I’m still figuring out how to best leverage it, but I think one hypothesis this raises is the possibility that a necessary ingredient in solving really hard problems is spending a bunch of time simply not doing any explicit reasoning, and creating whatever conditions are needed for subconscious insight-generating reasoning.
I have a pet theory that there are literally physiological events that take minutes, hours, or maybe even days or longer, to happen, which are basically required for some kinds of insight. This would look something like:
First you do a bunch of explicit work trying to solve the problem. This makes a bunch of progress, and also starts to trace out the boundaries of where you’re confused / missing info / missing ideas.
You bash your head against that boundary even more.
You make much less explicit progress.
But, you also leave some sort of “physiological questions”. I don’t know the neuroscience at all, but to make up a story to illustrate what sort of thing I mean: One piece of your brain says “do I know how to do X?”. Some other pieces say “maybe I can help”. The seeker talks to the volunteers, and picks the best one or two. The seeker says “nah, that’s not really what I’m looking for, you didn’t address Y”. And this plays out as some pattern of electrical signals which mean “this and this and this neuron shouldn’t have been firing so much” (like a backprop gradient, kinda), or something, and that sets up some cell signaling state, which will take a few hours to resolve (e.g. downregulating some protein production, which will eventually make the neuron a bit less excitable by changing the number of ion pumps, or decreasing the number of synaptic vesicles, or something).

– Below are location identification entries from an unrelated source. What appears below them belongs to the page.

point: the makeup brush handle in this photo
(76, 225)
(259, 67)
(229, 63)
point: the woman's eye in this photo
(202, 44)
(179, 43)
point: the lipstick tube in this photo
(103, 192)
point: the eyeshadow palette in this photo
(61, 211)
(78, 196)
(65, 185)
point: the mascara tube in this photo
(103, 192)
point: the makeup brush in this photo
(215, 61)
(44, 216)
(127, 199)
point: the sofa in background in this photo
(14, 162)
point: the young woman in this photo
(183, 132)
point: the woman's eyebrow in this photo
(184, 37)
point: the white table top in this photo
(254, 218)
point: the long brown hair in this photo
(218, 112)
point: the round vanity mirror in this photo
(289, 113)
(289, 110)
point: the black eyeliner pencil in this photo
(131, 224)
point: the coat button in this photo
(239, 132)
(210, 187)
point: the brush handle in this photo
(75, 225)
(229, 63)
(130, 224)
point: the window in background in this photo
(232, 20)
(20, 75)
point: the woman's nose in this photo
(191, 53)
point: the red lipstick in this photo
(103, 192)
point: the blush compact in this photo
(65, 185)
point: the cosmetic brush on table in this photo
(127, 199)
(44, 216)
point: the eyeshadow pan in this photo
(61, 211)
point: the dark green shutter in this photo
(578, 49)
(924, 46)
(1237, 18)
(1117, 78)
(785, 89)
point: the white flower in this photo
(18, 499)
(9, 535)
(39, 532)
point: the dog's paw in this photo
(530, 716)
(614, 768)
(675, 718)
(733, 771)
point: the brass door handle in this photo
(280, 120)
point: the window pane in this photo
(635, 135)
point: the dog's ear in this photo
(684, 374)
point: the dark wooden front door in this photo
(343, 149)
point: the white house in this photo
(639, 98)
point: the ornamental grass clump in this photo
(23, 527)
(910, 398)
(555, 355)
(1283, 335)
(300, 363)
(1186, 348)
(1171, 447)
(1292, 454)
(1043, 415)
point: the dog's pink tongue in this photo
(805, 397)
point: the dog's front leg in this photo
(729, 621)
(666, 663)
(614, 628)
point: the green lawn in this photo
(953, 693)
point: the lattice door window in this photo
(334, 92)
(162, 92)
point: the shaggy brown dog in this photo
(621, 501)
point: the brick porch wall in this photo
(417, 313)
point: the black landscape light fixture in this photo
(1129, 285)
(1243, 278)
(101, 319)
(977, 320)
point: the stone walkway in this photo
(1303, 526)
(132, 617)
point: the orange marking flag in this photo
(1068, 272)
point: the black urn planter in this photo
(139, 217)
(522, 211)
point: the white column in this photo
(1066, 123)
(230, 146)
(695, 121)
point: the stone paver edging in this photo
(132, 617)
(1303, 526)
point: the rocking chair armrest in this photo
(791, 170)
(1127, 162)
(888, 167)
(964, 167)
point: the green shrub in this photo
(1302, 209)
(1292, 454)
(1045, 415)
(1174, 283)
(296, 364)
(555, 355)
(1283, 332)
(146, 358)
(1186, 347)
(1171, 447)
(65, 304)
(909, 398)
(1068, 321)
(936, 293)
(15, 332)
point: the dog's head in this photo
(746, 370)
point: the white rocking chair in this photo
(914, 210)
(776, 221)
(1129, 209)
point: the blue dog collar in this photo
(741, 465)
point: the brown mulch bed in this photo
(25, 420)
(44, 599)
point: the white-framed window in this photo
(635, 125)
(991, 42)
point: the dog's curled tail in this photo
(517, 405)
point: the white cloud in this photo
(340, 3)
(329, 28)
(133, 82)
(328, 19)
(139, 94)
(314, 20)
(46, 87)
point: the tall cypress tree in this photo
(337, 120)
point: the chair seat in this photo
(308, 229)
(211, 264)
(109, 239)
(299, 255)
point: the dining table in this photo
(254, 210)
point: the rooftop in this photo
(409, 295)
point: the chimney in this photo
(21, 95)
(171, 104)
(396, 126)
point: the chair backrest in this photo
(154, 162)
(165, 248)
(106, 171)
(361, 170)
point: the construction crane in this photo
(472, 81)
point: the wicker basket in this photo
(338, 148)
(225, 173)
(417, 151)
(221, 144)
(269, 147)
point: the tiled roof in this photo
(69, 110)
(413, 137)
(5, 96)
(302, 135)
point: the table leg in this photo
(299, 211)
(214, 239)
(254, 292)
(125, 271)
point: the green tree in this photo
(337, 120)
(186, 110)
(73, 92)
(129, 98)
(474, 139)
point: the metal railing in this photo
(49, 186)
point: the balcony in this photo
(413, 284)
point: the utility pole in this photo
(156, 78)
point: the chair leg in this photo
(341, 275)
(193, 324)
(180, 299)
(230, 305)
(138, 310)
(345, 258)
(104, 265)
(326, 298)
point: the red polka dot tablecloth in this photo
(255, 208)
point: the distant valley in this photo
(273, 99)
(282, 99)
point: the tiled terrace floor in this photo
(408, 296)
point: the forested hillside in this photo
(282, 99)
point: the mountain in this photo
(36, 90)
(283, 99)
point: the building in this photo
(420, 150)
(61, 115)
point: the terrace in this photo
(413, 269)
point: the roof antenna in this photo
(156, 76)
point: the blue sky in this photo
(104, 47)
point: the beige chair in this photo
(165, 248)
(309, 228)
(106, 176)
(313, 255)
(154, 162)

Then you chill, and the physiological questions mostly don’t do anything, but some of them answer themselves in the background; neurons in some small circuit can locally train themselves to satisfy the question left there exogenously.
See also “Planting questions”.
a thing i think is probably happening and significant in such cases: developing good ‘concepts/ideas’ to handle a problem, ‘getting a feel for what’s going on in a (conceptual) situation’
a plausibly analogous thing in humanity(-seen-as-a-single-thinker): humanity states a conjecture in mathematics, spends centuries playing around with related things (tho paying some attention to that conjecture), building up mathematical machinery/understanding, until a proof of the conjecture almost just falls out of the machinery/understanding
This is learning of a narrow topic, which builds representations that make thinking on that topic more effective, novel insights might become feasible even through system 1 where before system 2 couldn’t help. With o1, LLMs have systems 1 and 2, but all learning is in pretraining, not targeting the current problem and in any case with horrible sample efficiency. Could be a crucial missing capability, though with scale even in-context learning might get there.
Sounds like a synthetic data generation pipeline.
Relatable.
Giorgio Parisi mentionned this in his book; he said that the ah-ah moments tend to spark randomly when doing something else. Bertrand Russell had a very active social life (he praised leisure) and believed it is an active form of idleness that could reveal very productive. A good balance might be the best way to leverage it.